И сейчас, много лет спустя, Краснов с трепетным волнением вспоминал школьное собрание, на котором его принимали в комсомол. А как он ждал того дня, когда будет иметь право подать заявление! Комсомольский билет ему вручили как раз в день рождения. Нет, он и так запомнил бы эту дату: такое событие в жизни! К концу года все ученики восьмого класса были комсомольцами. А как же иначе!

Но почему упрямится Шилко? «Не могу, грамоты мало, чотыри зимы всего до школы ходыв». Не в грамоте, наверное, дело. Что-то тут не то… А что? Чувствуется, тянется к комсомолу. Когда идет собрание, Шилко беспокойно ищет себе какое-нибудь занятие, но работа у него не ладится. Сидит и думает о своем, затаенном, или перечитывает письма, которые никому не дает читать, даже новому приятелю. Синюкова это явно задевает, хотя и маскирует свою досаду шутками-прибаутками: «Письмо получил и язык проглотил! Молчит Миша, что Маруся пишет».

Видно, есть у солдата что-то, о чем он боится или стесняется сказать товарищам. Опять «что-то»…

Однажды во время занятий Шилко вдруг схватился за живот, застонал; на лбу выступил пот. Его немедленно отнесли в медпункт.

Диагноз — первый приступ аппендицита. На третий день Шилко возвратился в батарею. В обеденный перерыв Иван Павлович занес Краснову учебник шофера третьего класса.

— Передайте, пожалуйста, Шилко. В палате забыл. Славный он малый. Видно, очень добросовестный, старательный.

— Солдат хороший, в комсомол почему-то отказывается вступать.

— Он из Западной Украины? Ничего нет удивительного. Верующий небось.

— Что вы, Иван Павлович! Какой Шилко верующий! Кто в двадцать лет богу молится? Тут что-то другое.

— Возможно.

Краснов сидел на постели поверх одеяла в лыжных брюках и майке. Спортивный костюм придавал ему совсем юношеский вид.

— Иван Павлович, почему все врачи избегают категорических выражений? Вот вы, например, очень часто говорите: вероятно, возможно, наверно. Профессиональная осторожность?

— Возможно, — серьезно ответил.

Краснов засмеялся, заворочался и выронил книгу; на пол выскользнул исписанный фиолетовыми чернилами клетчатый листок. Он поднял листок и развернул.

— Что это? Взгляните!

— Н-да, любопытно. Вероятно, художник пытался изобразить орла.

Во всю страницу коричневым карандашом был нарисован ястреб или кобчик. В когтях хищник держал конверт. Большими разноцветными буквами пестрела надпись «Хрестос воскрес!».

— Нет, Иван Павлович, это не орел, а голубь.

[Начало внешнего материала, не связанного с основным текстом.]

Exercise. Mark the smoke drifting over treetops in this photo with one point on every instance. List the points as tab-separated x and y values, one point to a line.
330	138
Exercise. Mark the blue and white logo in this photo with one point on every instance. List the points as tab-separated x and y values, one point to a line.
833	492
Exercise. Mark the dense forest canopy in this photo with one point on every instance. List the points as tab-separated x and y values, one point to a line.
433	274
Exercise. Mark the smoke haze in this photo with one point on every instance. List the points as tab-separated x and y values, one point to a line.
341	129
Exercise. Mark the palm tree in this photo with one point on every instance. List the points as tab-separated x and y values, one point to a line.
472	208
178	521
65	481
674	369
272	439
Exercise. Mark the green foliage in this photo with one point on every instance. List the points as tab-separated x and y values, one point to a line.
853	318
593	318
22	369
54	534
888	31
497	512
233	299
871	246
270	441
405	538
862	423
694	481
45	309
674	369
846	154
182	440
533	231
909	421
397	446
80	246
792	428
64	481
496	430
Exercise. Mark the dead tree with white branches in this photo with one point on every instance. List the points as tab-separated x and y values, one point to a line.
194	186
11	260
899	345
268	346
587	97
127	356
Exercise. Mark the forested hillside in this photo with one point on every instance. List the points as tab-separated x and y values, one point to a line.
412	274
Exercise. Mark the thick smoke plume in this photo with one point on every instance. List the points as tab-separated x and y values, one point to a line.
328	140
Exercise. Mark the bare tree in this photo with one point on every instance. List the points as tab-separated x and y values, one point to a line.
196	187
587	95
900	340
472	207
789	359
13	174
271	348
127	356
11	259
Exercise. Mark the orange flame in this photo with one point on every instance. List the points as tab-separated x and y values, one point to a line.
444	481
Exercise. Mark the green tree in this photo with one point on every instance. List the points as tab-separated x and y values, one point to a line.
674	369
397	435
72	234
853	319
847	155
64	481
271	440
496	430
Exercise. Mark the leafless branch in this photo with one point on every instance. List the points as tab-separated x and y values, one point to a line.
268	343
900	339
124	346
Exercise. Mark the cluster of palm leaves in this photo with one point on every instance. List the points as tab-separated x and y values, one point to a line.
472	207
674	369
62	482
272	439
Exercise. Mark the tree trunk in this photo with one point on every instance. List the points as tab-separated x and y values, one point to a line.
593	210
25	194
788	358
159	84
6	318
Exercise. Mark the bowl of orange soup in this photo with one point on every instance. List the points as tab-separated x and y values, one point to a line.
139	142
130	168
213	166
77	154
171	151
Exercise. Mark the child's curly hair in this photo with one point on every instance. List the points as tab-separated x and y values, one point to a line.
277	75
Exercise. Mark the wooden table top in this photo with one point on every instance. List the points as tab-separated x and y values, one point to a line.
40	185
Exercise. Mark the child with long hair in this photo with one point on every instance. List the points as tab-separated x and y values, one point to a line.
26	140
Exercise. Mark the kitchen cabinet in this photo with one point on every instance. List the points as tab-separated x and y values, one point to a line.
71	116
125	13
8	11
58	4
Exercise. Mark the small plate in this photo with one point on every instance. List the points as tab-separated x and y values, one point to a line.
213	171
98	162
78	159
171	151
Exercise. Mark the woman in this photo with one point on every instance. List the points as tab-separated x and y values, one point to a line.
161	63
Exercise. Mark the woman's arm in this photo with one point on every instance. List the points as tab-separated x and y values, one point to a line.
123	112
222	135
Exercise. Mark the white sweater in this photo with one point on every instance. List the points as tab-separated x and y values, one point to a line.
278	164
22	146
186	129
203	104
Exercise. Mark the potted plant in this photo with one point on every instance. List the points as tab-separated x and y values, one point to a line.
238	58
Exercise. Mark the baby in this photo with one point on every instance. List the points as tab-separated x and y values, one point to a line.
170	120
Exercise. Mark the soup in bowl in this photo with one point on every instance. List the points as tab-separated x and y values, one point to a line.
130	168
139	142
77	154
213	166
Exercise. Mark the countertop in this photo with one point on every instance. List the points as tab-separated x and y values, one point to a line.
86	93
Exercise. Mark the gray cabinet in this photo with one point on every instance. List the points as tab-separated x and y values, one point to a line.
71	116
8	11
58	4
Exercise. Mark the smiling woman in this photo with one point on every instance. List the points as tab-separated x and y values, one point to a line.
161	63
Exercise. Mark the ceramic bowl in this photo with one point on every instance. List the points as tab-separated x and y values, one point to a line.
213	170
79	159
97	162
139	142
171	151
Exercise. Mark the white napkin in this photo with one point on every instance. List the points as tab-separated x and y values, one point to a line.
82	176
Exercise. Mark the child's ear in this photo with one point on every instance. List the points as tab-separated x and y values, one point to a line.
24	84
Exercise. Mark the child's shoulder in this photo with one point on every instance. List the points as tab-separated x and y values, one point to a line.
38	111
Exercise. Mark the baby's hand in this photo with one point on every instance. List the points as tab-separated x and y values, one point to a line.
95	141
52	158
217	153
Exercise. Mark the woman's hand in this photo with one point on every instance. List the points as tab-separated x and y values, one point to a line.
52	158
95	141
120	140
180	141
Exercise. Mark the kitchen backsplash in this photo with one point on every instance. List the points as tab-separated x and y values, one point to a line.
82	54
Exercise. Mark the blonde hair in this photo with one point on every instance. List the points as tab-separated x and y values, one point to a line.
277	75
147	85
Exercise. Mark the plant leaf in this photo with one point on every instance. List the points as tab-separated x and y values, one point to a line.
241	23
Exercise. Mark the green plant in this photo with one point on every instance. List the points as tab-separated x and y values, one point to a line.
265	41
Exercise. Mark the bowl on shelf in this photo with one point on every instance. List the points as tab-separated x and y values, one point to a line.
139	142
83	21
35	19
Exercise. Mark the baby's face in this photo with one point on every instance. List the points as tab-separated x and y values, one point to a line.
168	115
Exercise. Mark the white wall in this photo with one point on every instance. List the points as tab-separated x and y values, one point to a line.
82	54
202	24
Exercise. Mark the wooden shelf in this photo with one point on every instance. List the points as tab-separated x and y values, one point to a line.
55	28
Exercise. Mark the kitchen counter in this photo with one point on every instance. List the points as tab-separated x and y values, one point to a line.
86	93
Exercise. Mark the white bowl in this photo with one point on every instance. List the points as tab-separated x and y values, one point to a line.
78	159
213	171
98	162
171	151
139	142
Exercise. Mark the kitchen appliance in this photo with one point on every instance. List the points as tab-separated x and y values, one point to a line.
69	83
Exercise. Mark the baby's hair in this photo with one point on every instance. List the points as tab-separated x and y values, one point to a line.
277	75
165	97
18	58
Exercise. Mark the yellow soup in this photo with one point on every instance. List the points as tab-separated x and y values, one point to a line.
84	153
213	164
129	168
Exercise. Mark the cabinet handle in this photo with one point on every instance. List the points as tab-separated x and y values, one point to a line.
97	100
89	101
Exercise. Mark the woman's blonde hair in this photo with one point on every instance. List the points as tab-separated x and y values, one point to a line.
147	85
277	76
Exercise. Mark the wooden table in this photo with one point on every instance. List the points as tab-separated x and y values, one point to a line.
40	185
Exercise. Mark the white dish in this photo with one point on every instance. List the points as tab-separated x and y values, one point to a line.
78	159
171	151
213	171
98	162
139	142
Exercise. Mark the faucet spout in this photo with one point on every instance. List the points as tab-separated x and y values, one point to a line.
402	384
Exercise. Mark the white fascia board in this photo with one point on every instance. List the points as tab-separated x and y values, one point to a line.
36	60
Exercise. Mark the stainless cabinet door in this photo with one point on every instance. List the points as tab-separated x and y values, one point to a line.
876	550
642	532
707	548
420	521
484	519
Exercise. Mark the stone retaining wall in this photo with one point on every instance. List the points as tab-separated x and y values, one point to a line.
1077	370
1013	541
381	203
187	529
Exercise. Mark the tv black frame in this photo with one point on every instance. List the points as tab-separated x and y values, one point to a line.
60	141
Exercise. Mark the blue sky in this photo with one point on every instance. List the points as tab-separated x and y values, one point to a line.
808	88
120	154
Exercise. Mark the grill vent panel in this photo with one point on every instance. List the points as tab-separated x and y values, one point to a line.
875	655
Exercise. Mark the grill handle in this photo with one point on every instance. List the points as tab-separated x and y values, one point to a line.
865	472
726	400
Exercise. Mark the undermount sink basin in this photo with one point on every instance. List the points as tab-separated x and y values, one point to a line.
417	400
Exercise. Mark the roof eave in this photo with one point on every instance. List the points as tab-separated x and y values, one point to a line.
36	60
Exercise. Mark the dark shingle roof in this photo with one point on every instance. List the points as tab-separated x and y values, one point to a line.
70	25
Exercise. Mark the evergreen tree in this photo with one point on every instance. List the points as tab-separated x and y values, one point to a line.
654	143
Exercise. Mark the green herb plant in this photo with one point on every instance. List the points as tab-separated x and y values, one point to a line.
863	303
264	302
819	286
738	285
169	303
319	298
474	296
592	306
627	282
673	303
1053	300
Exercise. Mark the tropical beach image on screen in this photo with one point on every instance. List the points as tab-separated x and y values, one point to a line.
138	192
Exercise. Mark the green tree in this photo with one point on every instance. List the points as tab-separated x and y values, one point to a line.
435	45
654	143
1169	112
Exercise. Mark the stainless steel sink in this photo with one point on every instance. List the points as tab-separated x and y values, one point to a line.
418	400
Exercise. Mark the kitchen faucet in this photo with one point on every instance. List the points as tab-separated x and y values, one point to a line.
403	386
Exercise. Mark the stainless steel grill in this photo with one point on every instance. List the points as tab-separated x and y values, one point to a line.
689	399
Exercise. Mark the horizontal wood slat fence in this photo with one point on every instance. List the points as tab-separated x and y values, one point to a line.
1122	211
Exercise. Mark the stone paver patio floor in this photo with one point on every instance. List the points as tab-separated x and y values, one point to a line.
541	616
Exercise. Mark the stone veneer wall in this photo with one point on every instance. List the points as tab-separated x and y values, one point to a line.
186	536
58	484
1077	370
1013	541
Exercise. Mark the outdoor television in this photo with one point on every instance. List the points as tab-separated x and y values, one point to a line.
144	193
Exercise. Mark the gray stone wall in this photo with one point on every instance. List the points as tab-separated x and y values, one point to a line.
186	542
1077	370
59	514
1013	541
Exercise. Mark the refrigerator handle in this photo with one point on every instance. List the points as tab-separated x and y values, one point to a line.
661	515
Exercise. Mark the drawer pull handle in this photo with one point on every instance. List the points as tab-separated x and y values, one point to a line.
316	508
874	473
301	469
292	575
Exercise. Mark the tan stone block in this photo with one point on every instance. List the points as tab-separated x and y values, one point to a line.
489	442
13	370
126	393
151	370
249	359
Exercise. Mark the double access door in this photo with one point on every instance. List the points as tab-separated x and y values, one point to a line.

Вот, слушайте: «Леты, леты, мий голубоньку, ниде не спыняйся». Не останавливайся, значит. «Леты, леты, мий голубоньку, ниде не спыняйся, як прилетыш до Михася, одразу вертайся!..» Это письмо Шилко, его зовут Михаилом.

— Неловко читать чужое…

— Нет, я прочту. Дело серьезное.

— Пожалуй, вы правы.

Письмо было написано безграмотно, корявым почерком.